Making API calls from Google Sheets to retrieve email addresses

I’m working on a project where I need to get email addresses automatically in Google Sheets. Here’s what I have so far:

My current setup:

  • Column A contains contact names
  • Column B has company domains
  • Column C should show the email addresses (this is what I need help with)

What I’m trying to do:
I want to use an email finder API that requires a POST request with name and domain parameters. The API returns JSON data with either the email address or an error message.

API requirements:

  • Endpoint needs POST method
  • Parameters: contact_name, company_domain, auth_token
  • Returns JSON response

What I’ve tried:

  1. Used Zapier webhooks - works but can’t write results back to the sheet
  2. Tried some Google Apps Script examples but couldn’t figure out how to structure the POST request properly
  3. Looked into importJSON but it seems to be for GET requests only

My question:
How can I create a Google Apps Script function that reads the name and domain from my sheet, makes a POST request to the API, and writes the email result back to column C? I’m not experienced with coding, so a simple example would be really helpful.

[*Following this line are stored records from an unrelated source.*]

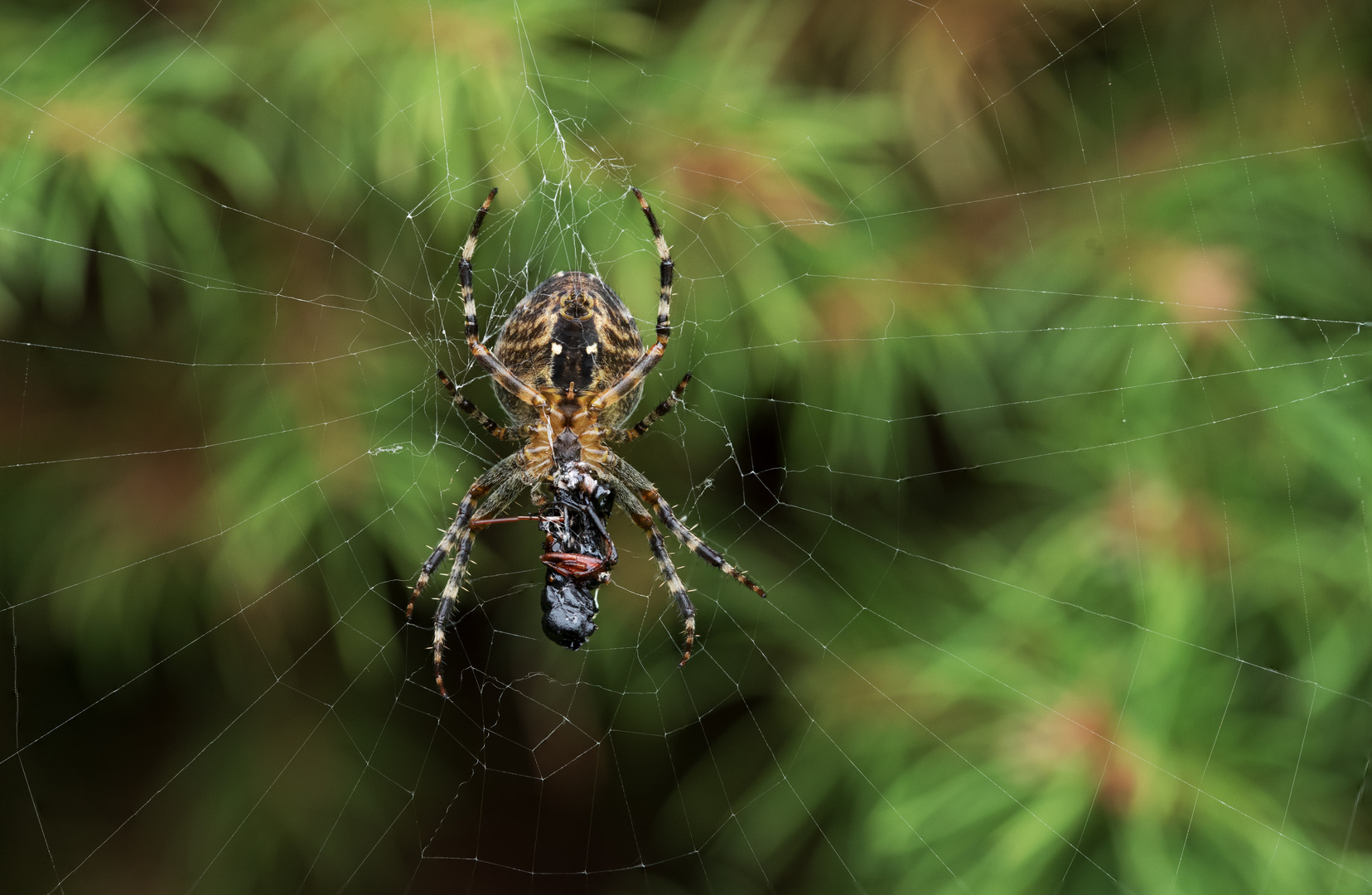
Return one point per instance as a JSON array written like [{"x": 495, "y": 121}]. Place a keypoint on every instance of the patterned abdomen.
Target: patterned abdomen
[{"x": 570, "y": 331}]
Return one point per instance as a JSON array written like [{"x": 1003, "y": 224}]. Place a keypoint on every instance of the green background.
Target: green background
[{"x": 1029, "y": 380}]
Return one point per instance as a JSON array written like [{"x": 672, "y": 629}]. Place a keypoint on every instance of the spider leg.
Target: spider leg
[
  {"x": 664, "y": 563},
  {"x": 483, "y": 356},
  {"x": 466, "y": 407},
  {"x": 648, "y": 493},
  {"x": 664, "y": 330},
  {"x": 659, "y": 412}
]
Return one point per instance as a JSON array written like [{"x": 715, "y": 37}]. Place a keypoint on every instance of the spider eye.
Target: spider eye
[{"x": 568, "y": 610}]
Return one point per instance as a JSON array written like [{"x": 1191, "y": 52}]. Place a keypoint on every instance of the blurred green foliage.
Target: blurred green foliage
[{"x": 1031, "y": 380}]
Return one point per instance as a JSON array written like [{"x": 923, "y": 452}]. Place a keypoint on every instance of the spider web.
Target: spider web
[{"x": 1052, "y": 468}]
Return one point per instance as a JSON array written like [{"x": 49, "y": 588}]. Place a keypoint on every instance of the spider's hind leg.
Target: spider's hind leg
[
  {"x": 466, "y": 405},
  {"x": 659, "y": 412}
]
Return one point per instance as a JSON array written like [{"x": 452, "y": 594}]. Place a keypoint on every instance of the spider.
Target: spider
[{"x": 570, "y": 365}]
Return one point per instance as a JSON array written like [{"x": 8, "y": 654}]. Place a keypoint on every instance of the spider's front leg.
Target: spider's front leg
[
  {"x": 635, "y": 481},
  {"x": 502, "y": 483}
]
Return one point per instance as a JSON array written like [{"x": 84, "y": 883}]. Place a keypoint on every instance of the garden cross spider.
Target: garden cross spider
[{"x": 570, "y": 365}]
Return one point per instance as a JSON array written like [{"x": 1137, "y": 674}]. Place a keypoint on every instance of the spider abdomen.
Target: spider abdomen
[{"x": 572, "y": 331}]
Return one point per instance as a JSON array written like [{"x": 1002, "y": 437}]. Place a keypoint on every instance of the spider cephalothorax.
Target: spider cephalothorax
[{"x": 570, "y": 368}]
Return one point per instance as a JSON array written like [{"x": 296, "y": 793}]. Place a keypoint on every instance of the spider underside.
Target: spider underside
[{"x": 570, "y": 364}]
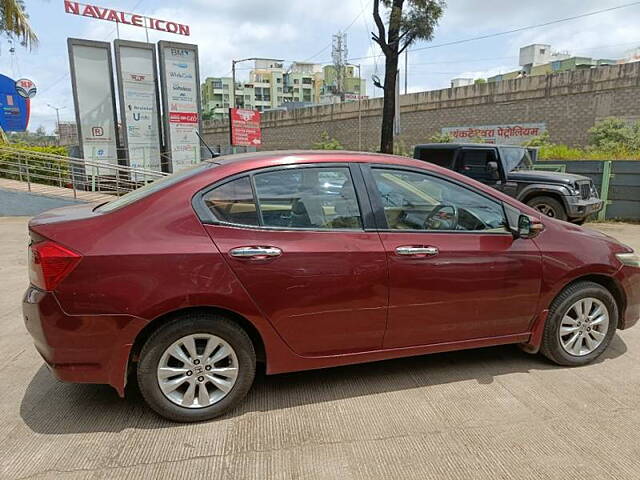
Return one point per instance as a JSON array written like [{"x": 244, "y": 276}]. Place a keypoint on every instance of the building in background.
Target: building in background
[
  {"x": 461, "y": 82},
  {"x": 540, "y": 59},
  {"x": 271, "y": 86}
]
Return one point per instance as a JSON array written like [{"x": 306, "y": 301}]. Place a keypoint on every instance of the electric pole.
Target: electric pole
[{"x": 339, "y": 55}]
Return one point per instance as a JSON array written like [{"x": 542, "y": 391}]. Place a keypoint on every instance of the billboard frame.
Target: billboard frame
[
  {"x": 81, "y": 42},
  {"x": 117, "y": 43},
  {"x": 161, "y": 45}
]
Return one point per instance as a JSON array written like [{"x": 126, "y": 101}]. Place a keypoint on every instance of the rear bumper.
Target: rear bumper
[
  {"x": 578, "y": 208},
  {"x": 629, "y": 279},
  {"x": 80, "y": 348}
]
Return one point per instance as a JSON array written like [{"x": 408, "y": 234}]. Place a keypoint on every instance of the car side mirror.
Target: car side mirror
[
  {"x": 493, "y": 170},
  {"x": 529, "y": 227}
]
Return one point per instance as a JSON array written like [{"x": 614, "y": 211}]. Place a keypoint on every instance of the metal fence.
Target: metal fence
[
  {"x": 618, "y": 182},
  {"x": 73, "y": 173}
]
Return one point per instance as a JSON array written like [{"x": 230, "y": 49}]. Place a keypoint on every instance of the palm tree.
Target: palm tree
[{"x": 15, "y": 21}]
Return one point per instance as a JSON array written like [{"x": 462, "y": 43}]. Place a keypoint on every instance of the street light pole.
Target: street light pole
[
  {"x": 359, "y": 106},
  {"x": 57, "y": 109}
]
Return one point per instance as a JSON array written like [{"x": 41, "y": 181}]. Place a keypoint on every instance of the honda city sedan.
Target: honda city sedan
[{"x": 305, "y": 260}]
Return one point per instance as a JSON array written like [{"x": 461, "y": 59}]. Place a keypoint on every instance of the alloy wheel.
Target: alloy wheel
[
  {"x": 584, "y": 326},
  {"x": 197, "y": 370}
]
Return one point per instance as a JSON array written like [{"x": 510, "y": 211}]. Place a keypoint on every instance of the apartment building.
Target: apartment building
[{"x": 272, "y": 86}]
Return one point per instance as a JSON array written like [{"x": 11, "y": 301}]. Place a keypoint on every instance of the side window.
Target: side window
[
  {"x": 321, "y": 197},
  {"x": 233, "y": 202},
  {"x": 416, "y": 201},
  {"x": 473, "y": 164}
]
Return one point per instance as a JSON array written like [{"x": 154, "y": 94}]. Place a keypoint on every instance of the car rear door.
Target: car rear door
[
  {"x": 301, "y": 240},
  {"x": 455, "y": 272}
]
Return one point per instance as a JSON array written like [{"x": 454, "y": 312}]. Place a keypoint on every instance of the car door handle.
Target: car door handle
[
  {"x": 409, "y": 250},
  {"x": 255, "y": 252}
]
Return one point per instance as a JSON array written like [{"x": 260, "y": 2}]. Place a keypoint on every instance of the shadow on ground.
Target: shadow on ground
[{"x": 52, "y": 407}]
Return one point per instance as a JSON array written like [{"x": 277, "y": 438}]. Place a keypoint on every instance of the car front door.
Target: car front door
[
  {"x": 455, "y": 272},
  {"x": 297, "y": 240}
]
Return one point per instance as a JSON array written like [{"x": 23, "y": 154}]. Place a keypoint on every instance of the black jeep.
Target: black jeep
[{"x": 509, "y": 169}]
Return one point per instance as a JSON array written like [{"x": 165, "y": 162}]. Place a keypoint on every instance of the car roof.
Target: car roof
[
  {"x": 253, "y": 160},
  {"x": 451, "y": 146}
]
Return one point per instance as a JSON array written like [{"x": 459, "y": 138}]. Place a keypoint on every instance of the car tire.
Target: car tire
[
  {"x": 548, "y": 206},
  {"x": 564, "y": 314},
  {"x": 202, "y": 327}
]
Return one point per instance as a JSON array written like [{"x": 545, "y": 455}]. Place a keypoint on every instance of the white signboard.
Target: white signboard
[
  {"x": 93, "y": 92},
  {"x": 507, "y": 134},
  {"x": 139, "y": 104},
  {"x": 181, "y": 103}
]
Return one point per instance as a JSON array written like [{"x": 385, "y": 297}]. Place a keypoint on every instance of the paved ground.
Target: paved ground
[{"x": 495, "y": 413}]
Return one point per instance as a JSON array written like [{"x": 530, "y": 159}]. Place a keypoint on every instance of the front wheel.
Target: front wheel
[
  {"x": 582, "y": 321},
  {"x": 196, "y": 367},
  {"x": 548, "y": 206}
]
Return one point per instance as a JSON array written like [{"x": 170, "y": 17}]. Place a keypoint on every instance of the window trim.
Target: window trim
[
  {"x": 378, "y": 209},
  {"x": 207, "y": 217}
]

Is there a way to do this automatically for each new row that gets added?

sure thing! u can create an Apps Script func that uses UrlFetchApp.fetch() for the POST request, passing the name and domain. then, use it in your sheet as =getEmail(A2,B2). don’t forget to set triggers for auto running when new rows get added!

Google Apps Script with batch processing is your best bet. Don’t make individual API calls for each row - collect all the name-domain pairs first, then process them in batches. This avoids timeouts and saves your API quota.

Add a menu item to run the script manually, or use time-driven triggers instead of onEdit. API calls are slow and onEdit will choke.

For the POST request, stringify your JSON payload properly and don’t forget the content-type header. Add a status column to track which rows you’ve processed - especially with large datasets. You can pick up where you left off after failures without starting over.

The trick is handling async API calls correctly in Google Apps Script.

I had the same need last year and built a custom Google Apps Script function. The trick is using UrlFetchApp.fetch() with the right payload formatting. Here’s what worked for me: Make a function that takes name and domain as parameters, builds the POST request with ‘application/json’ headers, and drops your auth token in the payload. Parse the JSON response and grab just the email field. You can call this function straight from your spreadsheet cells. For auto-processing new rows, I added an onEdit trigger that watches columns A and B for new data, then fills column C automatically. This handled about 200 API calls daily without hitting rate limits. The trickiest part was handling API errors - definitely add try-catch blocks so failed API calls don’t break your entire sheet.